Release date: 2026-03-11

Summary

v0.5.0 adds six new structures for advanced membership testing and set
reconciliation, plus FilterChain for composing filters into lifecycle-tier
pipelines. This is the largest feature release yet, bringing ExDataSketch to
13 sketch types across seven categories.

ExDataSketch now covers:

Category Algorithms
Cardinality HyperLogLog (HLL)
Frequency Count-Min Sketch (CMS)
Set operations Theta Sketch
Quantiles KLL, DDSketch
Frequency ranking FrequentItems (SpaceSaving)
Membership Bloom, Cuckoo, Quotient, CQF, XorFilter
Set reconciliation IBLT
Composition FilterChain

What's new in v0.5.0

Cuckoo Filter (ExDataSketch.Cuckoo)

Membership testing with deletion support using partial-key cuckoo hashing.
Unlike Bloom filters, Cuckoo filters support safe deletion of previously
inserted items. Better space efficiency than Bloom at low false positive rates.

Key features:

  • Partial-key cuckoo hashing with configurable fingerprint size (8, 12, 16 bits)
  • Configurable bucket size (2 or 4 slots) and max kicks (100..2000)
  • Safe deletion without false negatives on subsequent queries
  • CKO1 binary state format
  • EXSK serialization (sketch ID 8)

Quick start:

cuckoo = ExDataSketch.Cuckoo.new(capacity: 100_000, fingerprint_size: 8)

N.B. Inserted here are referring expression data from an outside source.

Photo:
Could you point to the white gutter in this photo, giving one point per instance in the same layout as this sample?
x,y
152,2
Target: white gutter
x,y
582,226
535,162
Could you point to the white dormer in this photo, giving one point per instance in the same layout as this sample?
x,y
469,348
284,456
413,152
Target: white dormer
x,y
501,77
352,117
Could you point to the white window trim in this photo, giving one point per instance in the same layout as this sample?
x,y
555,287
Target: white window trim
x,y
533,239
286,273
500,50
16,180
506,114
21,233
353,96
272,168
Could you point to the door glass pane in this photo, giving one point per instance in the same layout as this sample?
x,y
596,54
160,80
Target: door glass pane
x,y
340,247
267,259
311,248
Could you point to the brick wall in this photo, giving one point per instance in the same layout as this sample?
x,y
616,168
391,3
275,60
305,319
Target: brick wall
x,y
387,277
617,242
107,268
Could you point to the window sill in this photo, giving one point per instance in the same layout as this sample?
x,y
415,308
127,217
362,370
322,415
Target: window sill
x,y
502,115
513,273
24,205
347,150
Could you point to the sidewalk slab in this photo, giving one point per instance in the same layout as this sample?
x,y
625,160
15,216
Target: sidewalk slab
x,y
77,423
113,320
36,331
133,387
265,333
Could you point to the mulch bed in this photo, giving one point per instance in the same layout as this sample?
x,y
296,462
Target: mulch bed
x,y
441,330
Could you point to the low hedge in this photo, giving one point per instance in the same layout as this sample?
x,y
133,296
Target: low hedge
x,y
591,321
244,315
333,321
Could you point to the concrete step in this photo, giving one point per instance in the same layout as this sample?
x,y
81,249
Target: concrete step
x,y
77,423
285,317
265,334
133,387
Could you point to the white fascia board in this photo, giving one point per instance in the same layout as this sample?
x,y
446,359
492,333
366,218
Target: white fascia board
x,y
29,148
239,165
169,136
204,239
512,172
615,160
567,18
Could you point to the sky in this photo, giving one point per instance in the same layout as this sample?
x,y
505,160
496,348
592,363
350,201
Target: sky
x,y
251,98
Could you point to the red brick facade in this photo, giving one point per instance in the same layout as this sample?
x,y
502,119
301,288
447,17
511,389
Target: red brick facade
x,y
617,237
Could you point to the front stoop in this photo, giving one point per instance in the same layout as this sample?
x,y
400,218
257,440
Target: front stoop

{:ok, cuckoo} = ExDataSketch.Cuckoo.put(cuckoo, "user_42")
ExDataSketch.Cuckoo.member?(cuckoo, "user_42")  # true

{:ok, cuckoo} = ExDataSketch.Cuckoo.delete(cuckoo, "user_42")
ExDataSketch.Cuckoo.member?(cuckoo, "user_42")  # false

Quotient Filter (ExDataSketch.Quotient)

Membership testing with safe deletion and merge. Splits fingerprints into
quotient (slot index) and remainder (stored value) with metadata bits for
cluster tracking. Supports merge without re-hashing.

Key features:

  • Quotient/remainder fingerprint splitting with linear probing
  • Metadata bits (is_occupied, is_continuation, is_shifted) for cluster tracking
  • Safe deletion and merge support
  • QOT1 binary state format
  • EXSK serialization (sketch ID 9)

Quick start:

qf = ExDataSketch.Quotient.new(q: 16, r: 8)
qf = ExDataSketch.Quotient.put(qf, "item_a")
ExDataSketch.Quotient.member?(qf, "item_a")  # true

# Merge two quotient filters
merged = ExDataSketch.Quotient.merge(qf_a, qf_b)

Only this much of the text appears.